The Patriot Resource - American Revolution


Lexington and Concord
Lexington and Concord


Retreat: Lexington to Boston
It was about 2:30 P.M. when Lord Percy's relief force made contact with Lt. Colonel Francis Smith's expedition at Lexington Common, where hostilities had begun eight hours earlier.. Lord Percy used his field artillery to keep the militia at a distance while the wounded were tended to and Smith's men were given a rest.At approximately 3:45 P.M. the entire force was ready to get under way.

Maj. General William Heath, meanwhile, had arrived to assume command of the provincial forces. Dr. Joseph Warren, the Boston Patriot who had sent William Dawes and Paul Revere to warn the countryside the night before, also arrived with Heath to join the militia at Lexington. Dr. Warren had received word of firing at Lexington Common eight hours before. He had followed Lord Percy's force to Menotomy where he joined the Committee of Public Safety.

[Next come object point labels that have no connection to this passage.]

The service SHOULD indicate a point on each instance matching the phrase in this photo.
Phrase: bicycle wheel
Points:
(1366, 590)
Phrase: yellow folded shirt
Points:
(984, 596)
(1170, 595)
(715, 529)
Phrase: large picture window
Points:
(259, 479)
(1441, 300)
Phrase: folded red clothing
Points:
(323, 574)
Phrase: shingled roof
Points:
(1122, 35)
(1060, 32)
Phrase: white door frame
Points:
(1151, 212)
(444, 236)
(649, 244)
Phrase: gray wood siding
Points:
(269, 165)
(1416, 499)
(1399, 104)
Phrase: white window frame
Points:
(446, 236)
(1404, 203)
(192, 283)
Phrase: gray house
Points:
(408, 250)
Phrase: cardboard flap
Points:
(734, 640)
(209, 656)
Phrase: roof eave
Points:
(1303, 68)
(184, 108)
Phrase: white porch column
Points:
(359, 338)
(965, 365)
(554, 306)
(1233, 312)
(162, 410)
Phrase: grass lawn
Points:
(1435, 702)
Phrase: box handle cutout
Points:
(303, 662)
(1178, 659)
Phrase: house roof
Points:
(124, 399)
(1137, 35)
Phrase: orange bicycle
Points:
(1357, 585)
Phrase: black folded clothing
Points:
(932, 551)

Flanking parties and occassional cannon fire by the British Regulars were sometimes effective in reducing the militia firing. Four hours after leaving Lexington, Lord Percy's force reached Charlestown at 8 P.M. having enduried fire nearly the entire route. Once in Charlestown, they were protected by the ships anchored in Boston Harbor. They sustained 273 casualties (73 killed; 174 wounded; 26 missing) during the expedition The provincials suffered 93 casualties (49 killed; 39 wounded; 5 missing).


Aftermath
While the British Regulars reached the safety of Boston on the evening of April 19, 1775, they would not leave again until they evacuated the city a year later. A ring of nearly 6,000 militia and minutemen began to turn out to encircle the city and the Siege of Boston had begun. On April 20th, Dr. Joseph Warren set up a headquarters in Cambridge and took control of the political aspects of the events of the previous day. General Artemas Ward took military command of the miliita companies surrounding Boston.

On May 10, 1775, Ethan Allen and Benedict Arnold captured Fort Ticonderoga, New York. On June 15, 1775, the Continental Congress formed the Continental Army and chose General George Washington as its Commander-in-Chief. On June 17, 1775, the Battle of Bunker Hill was fought on Breed's Hill. The British took the hill, but at a tremendous casualty rate. Major John Pitcairn, who has been second-in-command of the British Regulars on the Concord expedition and Dr. Joseph Warren were killed in the fighting that day.

On July 3, 1775, General Washington arrived in Cambridge, Massachusetts to take command of the troops arrayed there. He begins drilling and putting together the Continental Army out of the militia forces. On October 10, Maj. General William Howe replaces Lt. General Thomas Gage as Commander-in-Chief of the British Army in America. A few days after Henry Knox arrived with the cannon that had been captured at Fort Ticonderoga, the British evacuated Boston on March 17, 1776.